The partnership was established in 1920 on the initiative of Australian prime minister Billy Hughes.
The board was to consist of seven members, three representing the Commonwealth and four representing the Anglo-Persian Oil Company. The provisional board consisted of: Sir Robert Garran, M. C. Lockyer, and Robert Gibson for the Commonwealth, and F. H. Bathurst, Professor Payne, T. J. Greenway, and W. J. Windeyer for the oil company.[1] Greenway served as chairman for the first year.
In 1922, COR purchased the disused shale oil refinery at Hamilton, New South Wales, that had been operated by British Australian Oil Company, and relocated equipment from there for use in its new refinery in Victoria.[2] [3]

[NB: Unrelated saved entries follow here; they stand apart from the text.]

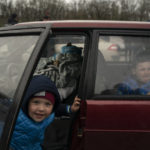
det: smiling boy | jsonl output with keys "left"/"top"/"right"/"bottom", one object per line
{"left": 10, "top": 75, "right": 81, "bottom": 150}
{"left": 10, "top": 75, "right": 61, "bottom": 150}
{"left": 28, "top": 92, "right": 55, "bottom": 123}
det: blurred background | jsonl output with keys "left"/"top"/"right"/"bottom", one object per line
{"left": 0, "top": 0, "right": 150, "bottom": 27}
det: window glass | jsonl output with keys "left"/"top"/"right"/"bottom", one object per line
{"left": 35, "top": 35, "right": 85, "bottom": 102}
{"left": 95, "top": 35, "right": 150, "bottom": 96}
{"left": 0, "top": 35, "right": 39, "bottom": 137}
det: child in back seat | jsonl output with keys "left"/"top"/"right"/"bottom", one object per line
{"left": 35, "top": 43, "right": 83, "bottom": 102}
{"left": 56, "top": 43, "right": 83, "bottom": 100}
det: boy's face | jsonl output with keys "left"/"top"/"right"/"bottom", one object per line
{"left": 28, "top": 97, "right": 53, "bottom": 122}
{"left": 133, "top": 61, "right": 150, "bottom": 84}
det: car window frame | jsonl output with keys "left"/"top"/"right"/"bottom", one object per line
{"left": 0, "top": 24, "right": 52, "bottom": 150}
{"left": 45, "top": 30, "right": 91, "bottom": 100}
{"left": 85, "top": 29, "right": 150, "bottom": 100}
{"left": 46, "top": 30, "right": 92, "bottom": 148}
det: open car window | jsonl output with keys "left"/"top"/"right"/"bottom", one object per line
{"left": 95, "top": 35, "right": 150, "bottom": 96}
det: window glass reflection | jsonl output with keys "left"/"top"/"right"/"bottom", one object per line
{"left": 0, "top": 35, "right": 39, "bottom": 138}
{"left": 95, "top": 36, "right": 150, "bottom": 95}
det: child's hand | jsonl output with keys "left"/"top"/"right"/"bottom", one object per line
{"left": 71, "top": 96, "right": 81, "bottom": 112}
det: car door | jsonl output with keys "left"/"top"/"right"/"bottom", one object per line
{"left": 0, "top": 24, "right": 51, "bottom": 150}
{"left": 33, "top": 31, "right": 90, "bottom": 150}
{"left": 71, "top": 29, "right": 150, "bottom": 150}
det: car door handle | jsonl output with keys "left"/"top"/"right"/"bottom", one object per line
{"left": 77, "top": 128, "right": 84, "bottom": 137}
{"left": 77, "top": 116, "right": 86, "bottom": 137}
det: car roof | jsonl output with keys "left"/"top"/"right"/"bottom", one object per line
{"left": 17, "top": 20, "right": 150, "bottom": 29}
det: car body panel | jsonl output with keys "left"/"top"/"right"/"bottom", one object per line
{"left": 85, "top": 100, "right": 150, "bottom": 131}
{"left": 72, "top": 99, "right": 150, "bottom": 150}
{"left": 18, "top": 20, "right": 150, "bottom": 29}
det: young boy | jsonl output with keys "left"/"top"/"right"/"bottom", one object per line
{"left": 117, "top": 50, "right": 150, "bottom": 95}
{"left": 10, "top": 75, "right": 80, "bottom": 150}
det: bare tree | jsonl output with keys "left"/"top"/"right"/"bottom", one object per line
{"left": 137, "top": 0, "right": 150, "bottom": 21}
{"left": 0, "top": 0, "right": 150, "bottom": 27}
{"left": 110, "top": 2, "right": 119, "bottom": 20}
{"left": 87, "top": 0, "right": 111, "bottom": 20}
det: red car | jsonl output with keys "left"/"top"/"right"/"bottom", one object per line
{"left": 0, "top": 20, "right": 150, "bottom": 150}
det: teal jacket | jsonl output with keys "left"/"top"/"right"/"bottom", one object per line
{"left": 10, "top": 75, "right": 61, "bottom": 150}
{"left": 10, "top": 110, "right": 54, "bottom": 150}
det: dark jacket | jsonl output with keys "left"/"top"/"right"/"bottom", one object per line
{"left": 10, "top": 75, "right": 61, "bottom": 150}
{"left": 8, "top": 13, "right": 18, "bottom": 25}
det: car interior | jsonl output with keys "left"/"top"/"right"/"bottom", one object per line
{"left": 7, "top": 33, "right": 150, "bottom": 150}
{"left": 33, "top": 34, "right": 85, "bottom": 150}
{"left": 95, "top": 35, "right": 150, "bottom": 95}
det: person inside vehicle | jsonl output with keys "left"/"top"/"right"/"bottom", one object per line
{"left": 117, "top": 50, "right": 150, "bottom": 95}
{"left": 34, "top": 43, "right": 83, "bottom": 103}
{"left": 10, "top": 75, "right": 81, "bottom": 150}
{"left": 56, "top": 43, "right": 83, "bottom": 101}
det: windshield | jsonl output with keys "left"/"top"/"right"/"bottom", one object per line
{"left": 0, "top": 35, "right": 39, "bottom": 137}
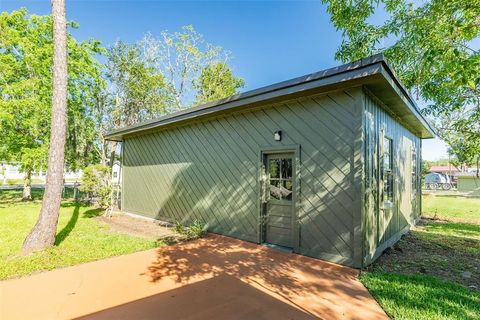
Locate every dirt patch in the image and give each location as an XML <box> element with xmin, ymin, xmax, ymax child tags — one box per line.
<box><xmin>367</xmin><ymin>219</ymin><xmax>480</xmax><ymax>292</ymax></box>
<box><xmin>97</xmin><ymin>214</ymin><xmax>176</xmax><ymax>241</ymax></box>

In 1924, the company opened Australia's first refinery to process imported crude oil, near Laverton, Victoria, north of the Melbourne - Geelong railway, adjacent to Kororoit Creek Road.[4] The refinery received its first shipment of crude oil on 12 March 1924, with product coming "on-stream" on 17 May 1924. The refinery had an annual processing capacity of 100,000 tons of crude oil. The refinery was shut down on 6 August 1955, having been eclipsed by much larger refineries built around the country.
In the 1930s, the company was involved in oil search ventures.
In 1952, the Coalition government led by Menzies sold the Australian government interest in C.O.R. to the Anglo-Iranian Oil Company, which became the British Petroleum Company (BP) in 1954. The last speech in parliament by former PM, Billy Hughes, was an attack on the Menzies government's decision to sell its share in C.O.R, the state-owned enterprise Hughes' government had established over 30 years earlier. According to H.V. Evatt, his speech "seemed at once to grip the attention of all honourable members present ... nobody left the House, and nobody seemed to dare to move".
In 1955, BP it developed a refinery at Kwinana, Western Australia
Between 1952 and 1959, BP Australia branded its standard-grade petrol as COR, but then dropped the name.[5]